Natural Antisense Transcripts: Molecular Mechanisms and Implications in Breast Cancers

Abstract

Natural antisense transcripts are RNA sequences that can be transcribed from both DNA strands at the same locus but in the opposite direction from the gene transcript. Because strand-specific high-throughput sequencing of the antisense transcriptome has only been available for less than a decade, many natural antisense transcripts were first described as long non-coding RNAs. Although the precise biological roles of natural antisense transcripts are not known yet, an increasing number of studies report their implication in gene expression regulation. Their expression levels are altered in many physiological and pathological conditions, including breast cancers. Among the potential clinical utilities of the natural antisense transcripts, the non-coding|coding transcript pairs are of high interest for treatment. Indeed, these pairs can be targeted by antisense oligonucleotides to specifically tune the expression of the coding-gene. Here, we describe the current knowledge about natural antisense transcripts, their varying molecular mechanisms as gene expression regulators, and their potential as prognostic or predictive biomarkers in breast cancers.

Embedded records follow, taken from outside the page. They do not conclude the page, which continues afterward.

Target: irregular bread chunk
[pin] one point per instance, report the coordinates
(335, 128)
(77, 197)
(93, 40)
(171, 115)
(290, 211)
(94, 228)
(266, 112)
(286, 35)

Keywords: breast cancer; gene expression regulation; lncRNA; natural antisense transcript; natural antisense transcripts; next generation sequencing; non-coding RNA.

Figure 1

lncRNA classification according to their orientation and position in the genome. lincRNAs are located between two pcGenes, regardless of their orientation. Intronic lncRNAs are entirely encoded in pcGene introns, while sense lncRNAs overlap pcGene exons. Bidirectional lncRNA transcription starts less than 1 kb from a pcGene transcription start site and goes in its opposite direction. Cis-NATs (natural antisense transcript) are RNA sequences that are transcribed from the two strands of the same genomic locus, in the antisense direction. NAT pairs can be protein-coding sequences (pc, red colored) or non-coding sequences (nc, blue colored), forming nc|pc, nc|nc or pc|pc pairs. NAT pairs that are nc|pc or nc|nc sequences only belong to the lncRNA classification (purple colored sequences are pc or nc).

Figure 2

cis-NAT classification. cisNAT pairs can be protein coding sequences (pc) or non-coding sequences (nc), forming nc|pc, nc|nc or pc|pc pairs. In head-to-head orientation, sense and antisense transcripts overlap on their 5′ ends. Inversely, tail-to-tail describes an overlap of the 3′ ends. In a full overlap (or embedded overlap), one transcript is totally included in the other one.

Figure 3

Transcriptional Interference: (A) in the initiation phase, promoters of head-to-head NATs are competing for the use of RNA Pol II and common regulatory elements; (B) in the elongation phase, interference can occur after the following events: a collision between RNA Pol II complexes, leading to a machinery blockage; (C) a promoter occlusion by RNA Pol II during the antisense transcript; and (D) a RNA Pol II dislodgement by the RNA Pol II standing on the opposite strand, when the first one was too slow to start. Promoters of protein coding sequences are represented in red, and promoters of non-coding sequences in blue. RNA pol II enzyme is represented in dark grey when able to transcribe the sequence, and light grey when its binding and thus activity, is prevented.

Figure 4

ncNATs (non-coding natural antisense transcripts) may regulate the expression levels of the sense pcGenes (protein coding genes) by regulating chromatin modifications by the following. (A) A decoy mechanism: The NAT binds a protein complex that can trigger chromatin modifications and prevents, by competition, this complex from binding the sense transcript. This complex can also prevent the interaction of the sense gene with RNA Pol II (RNA polymerase II); (B) a tethering mechanism, such as ANRIL (antisense non-coding RNA in the INK4 locus): ANRIL recruits PRC2 (polycomb repressive complex) through interaction with SUZ12 (suppressor of zeste 12 homolog) and EZH2 (enhancer of zeste 2 polycomb repressive complex 2 subunit) components and PRC1 by binding CBX7 (chromobox homolog 7). Next, PRC2 silences the INK4 locus expression by inducing H3K27 tri-methylation, and PRC1 maintains a repressive chromatin structure by mono-ubiquitination of H2AK119. Protein coding sequences or promoters are represented in red, and non-coding in blue.